Pecinta Alam Sebagai Wadah Pengembangan Diri

Oleh : Rahman Mukhlis
Ketua Umum APGI. Co Founder / COO Main Outdoor

Wartapalaindonesia.com, PERSPEKTIF – Manusia adalah makhluk hidup yang paling sempurna yang diciptakan oleh Allah SWT dengan dilengkapi kemampuan akal pikiran yang mana kemampuan ini tak dimiliki oleh makhluk hidup lain. Kemampuan tersebut adalah anugerah yang dapat digunakan manusia untuk menjalani kehidupan, karena kemampuan akal dan pikirannya itulah manusia disebut juga sebagai pembelajar. Sehingga pada dasarnya kita bisa melihat bahwa dengan bekal kemampuan tersebut sejatinya tidak ada manusia yang bodoh. Semua manusia cerdas dan mempunyai potensi yang dapat dikembangkan. Tinggal manusianya itu sendiri yang mau bersyukur atau tidak, dengan menggunakan sebaik-baiknya kemampuan yang dimiliki untuk selalu belajar menjadi lebih baik.

Setiap manusia pada dasarnya mempunyai kemampuan kecerdasan dan potensi yang berbeda-beda. Hal ini sebagaimana yang diungkapkan oleh tokoh pendidikan dan psikologi dari Amerika, Howard Gardner, yang terkenal dengan teori kecerdasan majemuk (multiple intelligences), yang mengatakan bahwa semua anak/peserta didik memiliki kelebihan dan kemampuannya masing-masing yang berbeda-beda.  

Gardner membagi delapan jenis kecerdasan manusia yaitu kecerdasan bahasa, kecerdasan logika matematika, kecerdasan intrapersonal, kecerdasan interpersonal, kecerdasan musik, kecerdasan visual/spasial, kecerdasan kinestetik dan kecerdasan alam/naturalis.

Mengingat hal tersebut sudah seharusnya manusia sejak dini menyadari potensinya. Sehingga dapat mengembangkan diri sesuai potensi yang dimiliki. Tentu dalam hal ini, selain dari kesadaran diri sendiri, perlunya bantuan orang tua dan guru untuk mengarahkan.

Setelah seseorang mengetahui dan menyadari potensinya, yang harus dilakukan adalah belajar dengan sungguh-sungguh mengembangkan potensinya. Proses belajar ini dapat ditempuh melalui berbagai cara dan proses pendidikan, baik formal (kegiatan akademik dan non akademik/ekstrakurikuler) maupun non formal (lembaga kursus keahlian tertentu).
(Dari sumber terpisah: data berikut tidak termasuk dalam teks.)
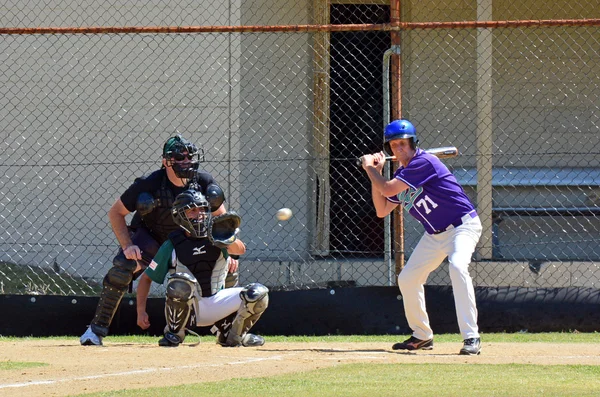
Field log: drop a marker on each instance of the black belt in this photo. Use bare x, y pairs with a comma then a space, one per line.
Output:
460, 221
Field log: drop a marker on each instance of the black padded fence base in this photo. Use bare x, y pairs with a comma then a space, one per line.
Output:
331, 311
Untuk itu sudah seharusnya setiap orang memanfaatkan dengan sebaik-baiknya kesempatan belajar dan wadah belajar yang beraneka macam sesuai dengan minat, bakat dan potensinya.

Melalui tulisan ini saya ingin berbagi pengalaman pribadi saya selama aktif mengikuti kegiatan ekstrakurikuler dan unit kegiatan mahasiswa, khususnya dalam bidang kepecintaalaman selama menempuh pendidikan di sekolah menengah dan perguruan tinggi, dan dari pengalaman-pengalaman tersebut, saat ini saya rasakan sekali manfaatnya dalam menjalani karier, dan lebih luas lagi bermanfaat sebagai bekal pribadi saya menjalani tantangan dalam kehidupan sehari-hari.

Mahasiswa merupakan agen perubahan agent of change, yaitu kaum intelektual muda yang berperan sebagai generasi penerus bangsa dan calon-calon pemimpin masa depan yang dapat membawa perubahan bangsa dan negara.

Dalam mengembangkan kemampuannya sebagai seorang intelektual muda, mahasiswa harus berpartisipasi aktif di kegiatan-kegiatan kampus. Baik akademik maupun non akademik. Keduanya saling terkait dan menunjang satu sama lainnya bagi keberhasilan seorang mahasiswa dalam mengembangkan dirinya.

Melalui kegiatan akademik, mahasiswa belajar untuk menjadi seorang profesional yang menguasai suatu keahlian/bidang/jurusan tertentu. Melalui kegiatan non akademik, mahasiswa belajar mengembangkan potensi diri sesuai minat dan bakatnya.

Salah satu wadah yang memiliki peranan vital sebagai sarana belajar mahasiswa adalah melalui Unit Kegiatan Mahasiswa (UKM) sebagaimana tertuang dalam UU Republik Indonesia NO.12 Tahun 2012 tentang Pendidikan Tinggi. Disebutkan bahwa UKM adalah wadah aktivitas luar kelas untuk mengembangkan minat, bakat dan keahlian tertentu.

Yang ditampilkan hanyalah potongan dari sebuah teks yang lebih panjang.